May 3, 2017 | 5 min read

Business Insider-owner Axel Springer will stop using Google’s ad server to generate advertising revenue and switch to one built by adtech outfit AppNexus as part of a wider partnership.

Axel Springer logo

Axel Springer just struck a deal with AppNexus that could see it turn its back on Google’s Doubleclick.

The transition will start from next year when the publisher’s brands such as BILD.de, welt.de, bz-berlin.de, meinestadt.de, finanzen.net, and businessinsider.de, among others will gradually adopt AppNexus’ technologies including its ad server.

Some of those titles are already plugged into parts of the AppNexus platform such as Yieldex (the adtech outfit's forecasting tool), though the latest update means all of them will eventually use its technology when it comes to monetization. It spans both desktop and mobile inventory across display, video and native formats that can be sold either guaranteed, or programmatic.

While AppNexus declined to comment on Axel Springer’s motivations for the move now, it did stress the “open and programmable” characteristics of the technology platform at the heart of the union. Consequently, the publisher’s brands will be able to inter-link their inventory with one another as well as link to “external customer processes,” claimed the adtech business.

Securing a deal of such scope is a coup for the independent adtech firm, which would have been awarded it following a head-to-head face off with Google. Other publishers have wanted to make the same decision but the sheer complexity of onboarding a new ad server has left many unable to ditch Google DFP and consequently fuelled the rise of header bidding.
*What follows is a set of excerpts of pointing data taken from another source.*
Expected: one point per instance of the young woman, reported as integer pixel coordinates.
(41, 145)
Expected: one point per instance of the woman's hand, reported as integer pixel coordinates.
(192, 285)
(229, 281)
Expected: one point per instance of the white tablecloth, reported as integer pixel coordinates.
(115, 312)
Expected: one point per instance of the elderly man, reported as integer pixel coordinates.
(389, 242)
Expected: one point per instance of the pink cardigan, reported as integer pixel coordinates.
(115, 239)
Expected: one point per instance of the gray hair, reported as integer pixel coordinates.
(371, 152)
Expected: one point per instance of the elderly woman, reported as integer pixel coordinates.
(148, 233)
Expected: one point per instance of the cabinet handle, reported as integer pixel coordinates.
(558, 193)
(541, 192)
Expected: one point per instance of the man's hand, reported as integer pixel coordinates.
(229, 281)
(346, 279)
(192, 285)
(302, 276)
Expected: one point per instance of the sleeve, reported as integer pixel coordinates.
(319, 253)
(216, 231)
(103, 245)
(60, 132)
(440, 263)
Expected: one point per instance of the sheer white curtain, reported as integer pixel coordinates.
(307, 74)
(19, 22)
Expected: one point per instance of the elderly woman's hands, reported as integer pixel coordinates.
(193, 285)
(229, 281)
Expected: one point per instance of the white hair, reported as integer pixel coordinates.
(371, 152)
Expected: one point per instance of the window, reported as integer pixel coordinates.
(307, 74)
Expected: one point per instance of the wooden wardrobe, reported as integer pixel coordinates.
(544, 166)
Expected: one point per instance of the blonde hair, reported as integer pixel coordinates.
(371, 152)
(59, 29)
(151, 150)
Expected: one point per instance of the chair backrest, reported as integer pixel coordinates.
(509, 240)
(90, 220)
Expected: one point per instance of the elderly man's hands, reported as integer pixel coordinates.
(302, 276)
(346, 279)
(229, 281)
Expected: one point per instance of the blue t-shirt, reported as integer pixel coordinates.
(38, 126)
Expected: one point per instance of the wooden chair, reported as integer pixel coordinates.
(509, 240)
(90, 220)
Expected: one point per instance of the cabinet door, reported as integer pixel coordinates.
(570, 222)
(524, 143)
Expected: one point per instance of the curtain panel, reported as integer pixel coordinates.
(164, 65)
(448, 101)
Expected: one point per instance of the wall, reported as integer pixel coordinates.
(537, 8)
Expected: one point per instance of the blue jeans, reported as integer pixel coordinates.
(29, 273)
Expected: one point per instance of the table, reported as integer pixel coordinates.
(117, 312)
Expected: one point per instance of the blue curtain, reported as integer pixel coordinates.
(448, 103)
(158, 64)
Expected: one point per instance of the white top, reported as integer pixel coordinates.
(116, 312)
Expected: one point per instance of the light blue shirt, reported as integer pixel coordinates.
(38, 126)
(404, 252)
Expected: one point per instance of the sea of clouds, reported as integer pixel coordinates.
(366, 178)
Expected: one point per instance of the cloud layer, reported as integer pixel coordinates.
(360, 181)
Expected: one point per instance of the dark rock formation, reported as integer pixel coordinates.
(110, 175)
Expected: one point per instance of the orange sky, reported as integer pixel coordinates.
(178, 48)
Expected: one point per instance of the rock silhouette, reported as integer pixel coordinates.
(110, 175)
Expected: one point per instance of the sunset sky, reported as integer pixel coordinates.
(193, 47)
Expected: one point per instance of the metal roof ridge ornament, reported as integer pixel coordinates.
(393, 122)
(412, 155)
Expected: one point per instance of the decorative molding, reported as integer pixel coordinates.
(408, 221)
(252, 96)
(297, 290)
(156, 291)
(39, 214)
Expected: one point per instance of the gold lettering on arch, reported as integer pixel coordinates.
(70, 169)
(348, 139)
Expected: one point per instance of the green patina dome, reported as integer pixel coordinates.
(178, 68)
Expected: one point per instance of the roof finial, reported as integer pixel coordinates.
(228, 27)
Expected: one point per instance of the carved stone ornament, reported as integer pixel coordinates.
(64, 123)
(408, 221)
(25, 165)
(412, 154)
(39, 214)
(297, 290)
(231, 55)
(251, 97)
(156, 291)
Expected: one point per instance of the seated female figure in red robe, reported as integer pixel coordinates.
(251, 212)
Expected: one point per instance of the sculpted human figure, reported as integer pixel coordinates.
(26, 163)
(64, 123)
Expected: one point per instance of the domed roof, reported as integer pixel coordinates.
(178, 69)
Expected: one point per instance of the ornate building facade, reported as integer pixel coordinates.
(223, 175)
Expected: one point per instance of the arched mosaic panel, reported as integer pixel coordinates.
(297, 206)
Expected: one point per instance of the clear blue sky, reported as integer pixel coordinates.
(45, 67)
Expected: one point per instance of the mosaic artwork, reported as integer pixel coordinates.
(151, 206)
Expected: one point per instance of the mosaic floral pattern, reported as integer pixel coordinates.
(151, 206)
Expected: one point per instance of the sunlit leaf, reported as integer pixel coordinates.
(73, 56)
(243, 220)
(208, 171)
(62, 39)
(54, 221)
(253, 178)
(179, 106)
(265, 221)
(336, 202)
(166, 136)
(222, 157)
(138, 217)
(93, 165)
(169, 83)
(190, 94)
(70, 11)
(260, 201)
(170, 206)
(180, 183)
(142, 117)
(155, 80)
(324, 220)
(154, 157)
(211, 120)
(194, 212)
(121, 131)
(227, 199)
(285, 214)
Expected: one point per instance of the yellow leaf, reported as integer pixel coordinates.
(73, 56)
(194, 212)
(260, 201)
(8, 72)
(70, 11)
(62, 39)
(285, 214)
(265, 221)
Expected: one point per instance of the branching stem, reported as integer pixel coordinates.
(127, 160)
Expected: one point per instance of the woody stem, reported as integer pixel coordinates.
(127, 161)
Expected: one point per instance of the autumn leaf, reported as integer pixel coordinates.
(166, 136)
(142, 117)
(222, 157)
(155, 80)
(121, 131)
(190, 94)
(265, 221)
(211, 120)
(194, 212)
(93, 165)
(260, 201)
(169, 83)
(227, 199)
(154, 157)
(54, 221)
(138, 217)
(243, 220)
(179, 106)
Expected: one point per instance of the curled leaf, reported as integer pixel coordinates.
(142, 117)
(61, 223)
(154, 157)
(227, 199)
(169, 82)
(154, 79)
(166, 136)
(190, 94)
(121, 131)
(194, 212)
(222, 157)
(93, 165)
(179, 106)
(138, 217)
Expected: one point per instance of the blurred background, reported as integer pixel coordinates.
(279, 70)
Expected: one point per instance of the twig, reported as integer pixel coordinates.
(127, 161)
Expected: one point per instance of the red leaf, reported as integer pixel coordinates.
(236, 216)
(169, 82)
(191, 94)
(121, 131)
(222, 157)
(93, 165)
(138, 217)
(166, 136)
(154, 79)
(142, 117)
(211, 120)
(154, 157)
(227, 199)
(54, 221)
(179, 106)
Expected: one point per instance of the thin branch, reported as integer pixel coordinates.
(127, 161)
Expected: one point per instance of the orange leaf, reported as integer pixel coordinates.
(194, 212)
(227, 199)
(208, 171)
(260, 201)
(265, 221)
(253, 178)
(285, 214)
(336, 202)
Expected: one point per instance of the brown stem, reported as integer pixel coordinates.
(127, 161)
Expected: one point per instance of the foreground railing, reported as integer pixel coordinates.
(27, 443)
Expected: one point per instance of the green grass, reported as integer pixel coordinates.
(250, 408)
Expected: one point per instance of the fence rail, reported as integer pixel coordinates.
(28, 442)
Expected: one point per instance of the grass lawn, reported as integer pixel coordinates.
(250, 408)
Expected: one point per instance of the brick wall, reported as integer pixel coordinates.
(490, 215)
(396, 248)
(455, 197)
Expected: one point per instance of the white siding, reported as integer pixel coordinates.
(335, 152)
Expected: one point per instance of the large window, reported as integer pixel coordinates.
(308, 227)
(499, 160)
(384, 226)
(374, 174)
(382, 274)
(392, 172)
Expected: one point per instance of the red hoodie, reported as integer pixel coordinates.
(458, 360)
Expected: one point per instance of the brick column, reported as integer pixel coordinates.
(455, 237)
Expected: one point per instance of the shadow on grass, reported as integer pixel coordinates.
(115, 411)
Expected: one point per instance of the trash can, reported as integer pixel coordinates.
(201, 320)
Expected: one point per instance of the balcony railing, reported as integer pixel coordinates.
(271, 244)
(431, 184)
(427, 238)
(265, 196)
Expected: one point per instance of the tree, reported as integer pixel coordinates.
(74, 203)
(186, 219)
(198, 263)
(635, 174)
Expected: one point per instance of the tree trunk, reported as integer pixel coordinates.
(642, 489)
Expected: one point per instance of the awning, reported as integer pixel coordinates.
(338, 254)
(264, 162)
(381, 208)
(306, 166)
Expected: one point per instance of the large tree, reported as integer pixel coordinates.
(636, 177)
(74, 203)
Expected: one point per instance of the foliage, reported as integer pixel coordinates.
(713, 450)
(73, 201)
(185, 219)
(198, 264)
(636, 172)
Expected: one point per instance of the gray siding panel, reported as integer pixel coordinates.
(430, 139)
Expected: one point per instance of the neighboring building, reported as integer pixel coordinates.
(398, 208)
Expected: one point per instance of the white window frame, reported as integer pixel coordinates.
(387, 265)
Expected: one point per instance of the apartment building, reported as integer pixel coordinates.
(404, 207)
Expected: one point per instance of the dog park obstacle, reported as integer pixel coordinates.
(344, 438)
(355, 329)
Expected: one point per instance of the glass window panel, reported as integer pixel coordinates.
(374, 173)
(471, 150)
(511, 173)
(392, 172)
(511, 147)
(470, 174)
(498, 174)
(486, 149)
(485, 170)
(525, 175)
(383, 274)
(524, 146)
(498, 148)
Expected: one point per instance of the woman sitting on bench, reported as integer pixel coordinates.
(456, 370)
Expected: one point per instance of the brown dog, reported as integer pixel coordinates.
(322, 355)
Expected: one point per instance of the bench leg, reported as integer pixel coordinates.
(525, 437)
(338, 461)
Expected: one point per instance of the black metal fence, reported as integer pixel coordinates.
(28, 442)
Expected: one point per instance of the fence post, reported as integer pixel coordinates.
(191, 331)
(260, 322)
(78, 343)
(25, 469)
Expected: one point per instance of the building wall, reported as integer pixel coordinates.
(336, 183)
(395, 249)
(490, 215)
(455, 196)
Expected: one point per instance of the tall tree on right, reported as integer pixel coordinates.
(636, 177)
However, AppNexus’ previous successes at switching ad servers for some of Europe’s biggest publishers would have likely convinced the Germany-based publisher that now is the time to turn its back on a deal that started in 2013.

“We are seeing great potential from a more intense collaboration between Axel Springer’s many digital offerings,” said Andreas Wiele, president of marketing and classified ad models at Axel Springer. “With AppNexus’ technology, we create the technological base for this which will be particularly beneficial to our digital marketing.”

The announcement is as intriguing for the wider market as it was inevitable for Axel Springer’s given the tempestuous relationship between it and the world’s largest online media owner. Since the union between the two was first struck in 2013, Axel Springer has steadily widened its European footprint. Yet it has felt hampered by a Google it believes it had become too dependent on to the point where it published an open letter in 2014. In it Axel Springer’s chief executive Mathias Döpfner told the then Google chairman Eric Schmidt that the relationship between the two companies was "schizophrenic".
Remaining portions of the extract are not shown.